Most recently, in December 2017, a team of IFCLA representatives visited Dilley, Texas.
Read Marissa Ornelas's reflection here.
Honduras Working Group
Honduras suffered a military coup on June 28, 2009, which ousted the democratically-elected president, José Manuel “Mel” Zelaya Rosales. Since that event, Honduras has become the most violent country in the Americas, and nascent citizen movements have been repressed. Journalists, human rights lawyers and members of the LGBT community have particularly suffered great oppression and loss of life in the past 5 years. These realities have been widely ignored both by the U.S. press and by our government. For those of us who have been standing in solidarity with the poor of Latin America, the Honduras coup signaled the return to violent strategies that suppressed people’s movements more commonly in the 1980’s.

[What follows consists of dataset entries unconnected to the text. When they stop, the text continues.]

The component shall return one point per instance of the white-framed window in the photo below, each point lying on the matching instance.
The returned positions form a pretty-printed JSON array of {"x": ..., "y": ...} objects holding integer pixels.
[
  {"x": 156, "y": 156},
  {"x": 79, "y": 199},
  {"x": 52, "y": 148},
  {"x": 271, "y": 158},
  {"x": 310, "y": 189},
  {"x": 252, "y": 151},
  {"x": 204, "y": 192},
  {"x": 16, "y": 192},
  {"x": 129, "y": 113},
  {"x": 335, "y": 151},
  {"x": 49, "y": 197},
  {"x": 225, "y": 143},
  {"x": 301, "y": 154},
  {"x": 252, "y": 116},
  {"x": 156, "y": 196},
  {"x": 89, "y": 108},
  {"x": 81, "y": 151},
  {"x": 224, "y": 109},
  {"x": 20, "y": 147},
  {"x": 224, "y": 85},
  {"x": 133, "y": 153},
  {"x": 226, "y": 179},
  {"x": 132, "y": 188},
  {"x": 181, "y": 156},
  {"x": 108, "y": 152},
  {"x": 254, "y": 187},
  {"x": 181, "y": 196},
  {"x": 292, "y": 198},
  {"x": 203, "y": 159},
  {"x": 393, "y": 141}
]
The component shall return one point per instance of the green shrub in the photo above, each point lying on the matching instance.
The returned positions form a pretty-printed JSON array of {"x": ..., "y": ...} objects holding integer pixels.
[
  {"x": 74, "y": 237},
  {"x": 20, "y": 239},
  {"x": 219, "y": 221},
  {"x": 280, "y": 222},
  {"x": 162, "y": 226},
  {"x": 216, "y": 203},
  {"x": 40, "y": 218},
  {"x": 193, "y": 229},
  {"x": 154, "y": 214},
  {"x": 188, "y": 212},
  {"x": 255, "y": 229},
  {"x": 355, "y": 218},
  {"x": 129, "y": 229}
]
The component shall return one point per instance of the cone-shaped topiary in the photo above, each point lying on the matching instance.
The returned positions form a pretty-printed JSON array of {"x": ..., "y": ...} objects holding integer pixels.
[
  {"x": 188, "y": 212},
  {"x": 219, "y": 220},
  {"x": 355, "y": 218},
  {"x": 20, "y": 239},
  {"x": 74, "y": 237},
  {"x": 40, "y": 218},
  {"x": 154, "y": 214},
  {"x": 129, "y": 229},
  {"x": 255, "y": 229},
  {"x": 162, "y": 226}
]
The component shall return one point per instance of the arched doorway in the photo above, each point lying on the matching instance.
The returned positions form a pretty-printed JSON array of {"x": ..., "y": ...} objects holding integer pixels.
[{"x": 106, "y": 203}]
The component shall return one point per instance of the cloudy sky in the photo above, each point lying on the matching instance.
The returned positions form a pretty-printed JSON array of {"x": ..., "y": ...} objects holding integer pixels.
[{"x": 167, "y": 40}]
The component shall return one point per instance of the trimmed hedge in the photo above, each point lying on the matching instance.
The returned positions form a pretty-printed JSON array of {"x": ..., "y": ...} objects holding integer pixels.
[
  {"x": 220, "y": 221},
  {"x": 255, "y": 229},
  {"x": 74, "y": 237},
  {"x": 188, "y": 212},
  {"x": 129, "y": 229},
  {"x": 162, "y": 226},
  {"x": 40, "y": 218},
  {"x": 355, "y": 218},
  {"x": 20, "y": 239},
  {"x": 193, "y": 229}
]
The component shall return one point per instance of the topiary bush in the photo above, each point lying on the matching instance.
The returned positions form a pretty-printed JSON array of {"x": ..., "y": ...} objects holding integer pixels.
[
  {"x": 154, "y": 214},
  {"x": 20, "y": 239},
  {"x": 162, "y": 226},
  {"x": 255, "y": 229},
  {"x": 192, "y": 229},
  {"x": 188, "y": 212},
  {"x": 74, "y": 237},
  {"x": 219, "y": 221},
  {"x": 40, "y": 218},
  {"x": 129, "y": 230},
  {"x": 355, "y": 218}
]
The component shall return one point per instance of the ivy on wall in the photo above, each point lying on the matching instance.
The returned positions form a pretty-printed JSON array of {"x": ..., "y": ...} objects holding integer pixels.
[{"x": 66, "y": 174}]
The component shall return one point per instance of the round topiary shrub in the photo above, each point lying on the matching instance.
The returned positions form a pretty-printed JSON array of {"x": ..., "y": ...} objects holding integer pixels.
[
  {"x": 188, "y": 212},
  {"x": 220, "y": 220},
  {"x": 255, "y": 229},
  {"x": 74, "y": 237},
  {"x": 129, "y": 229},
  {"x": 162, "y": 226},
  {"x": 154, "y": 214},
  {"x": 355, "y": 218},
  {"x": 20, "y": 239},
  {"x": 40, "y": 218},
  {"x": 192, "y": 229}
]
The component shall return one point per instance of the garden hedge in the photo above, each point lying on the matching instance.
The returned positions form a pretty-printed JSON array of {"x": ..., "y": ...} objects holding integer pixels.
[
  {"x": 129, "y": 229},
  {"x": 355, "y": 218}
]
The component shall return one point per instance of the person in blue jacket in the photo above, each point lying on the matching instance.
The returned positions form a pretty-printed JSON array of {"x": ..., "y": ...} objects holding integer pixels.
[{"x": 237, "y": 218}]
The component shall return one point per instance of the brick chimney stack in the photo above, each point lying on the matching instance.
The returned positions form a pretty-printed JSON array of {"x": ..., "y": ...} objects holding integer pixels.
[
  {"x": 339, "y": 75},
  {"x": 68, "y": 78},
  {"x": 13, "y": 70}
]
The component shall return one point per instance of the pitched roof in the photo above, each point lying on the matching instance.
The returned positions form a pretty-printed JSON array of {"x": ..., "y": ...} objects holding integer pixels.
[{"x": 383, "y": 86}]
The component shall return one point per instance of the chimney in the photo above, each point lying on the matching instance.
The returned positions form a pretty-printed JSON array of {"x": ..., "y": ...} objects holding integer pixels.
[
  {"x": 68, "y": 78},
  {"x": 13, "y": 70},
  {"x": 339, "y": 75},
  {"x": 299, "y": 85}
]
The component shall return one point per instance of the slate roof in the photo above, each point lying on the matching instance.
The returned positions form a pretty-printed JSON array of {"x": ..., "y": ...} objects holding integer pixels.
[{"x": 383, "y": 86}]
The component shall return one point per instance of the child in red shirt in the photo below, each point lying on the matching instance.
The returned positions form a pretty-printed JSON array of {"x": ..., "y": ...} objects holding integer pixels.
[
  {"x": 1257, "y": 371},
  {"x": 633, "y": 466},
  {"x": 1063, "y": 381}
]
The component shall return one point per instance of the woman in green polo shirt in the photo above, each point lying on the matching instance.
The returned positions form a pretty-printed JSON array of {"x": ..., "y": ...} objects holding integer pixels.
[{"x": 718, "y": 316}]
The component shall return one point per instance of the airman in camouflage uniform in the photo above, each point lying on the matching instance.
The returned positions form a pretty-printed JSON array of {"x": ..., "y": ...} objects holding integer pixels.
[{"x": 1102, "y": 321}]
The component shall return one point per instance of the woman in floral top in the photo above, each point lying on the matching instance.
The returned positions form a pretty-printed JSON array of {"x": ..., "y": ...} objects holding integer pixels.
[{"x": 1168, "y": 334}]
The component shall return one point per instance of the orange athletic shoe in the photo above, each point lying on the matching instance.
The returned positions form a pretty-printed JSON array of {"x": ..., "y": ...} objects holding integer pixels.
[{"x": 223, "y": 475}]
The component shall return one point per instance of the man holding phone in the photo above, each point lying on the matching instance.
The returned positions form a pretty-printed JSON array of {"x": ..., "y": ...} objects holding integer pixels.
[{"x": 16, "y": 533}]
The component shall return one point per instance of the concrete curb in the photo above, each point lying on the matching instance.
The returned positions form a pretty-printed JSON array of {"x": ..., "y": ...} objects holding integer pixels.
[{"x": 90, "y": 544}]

IFCLA, in conjunction with a number of other local and national solidarity organizations, has been responding to events in Honduras to convey the realities of repression to decision makers and to call for citizen action when urgent needs arise. Two of our members joined delegations monitoring last November’s elections in Honduras. Three IFCLA volunteers participated in the Honduras Solidarity Network’s conference in Chicago in January. We have also formed a Honduras Watch Group to more methodically track events in Honduras and generate action alerts to people in our community who may want to respond. We plan St. Louis events to share the findings of our election observers and respond annually to the anniversary of the coup on June 28.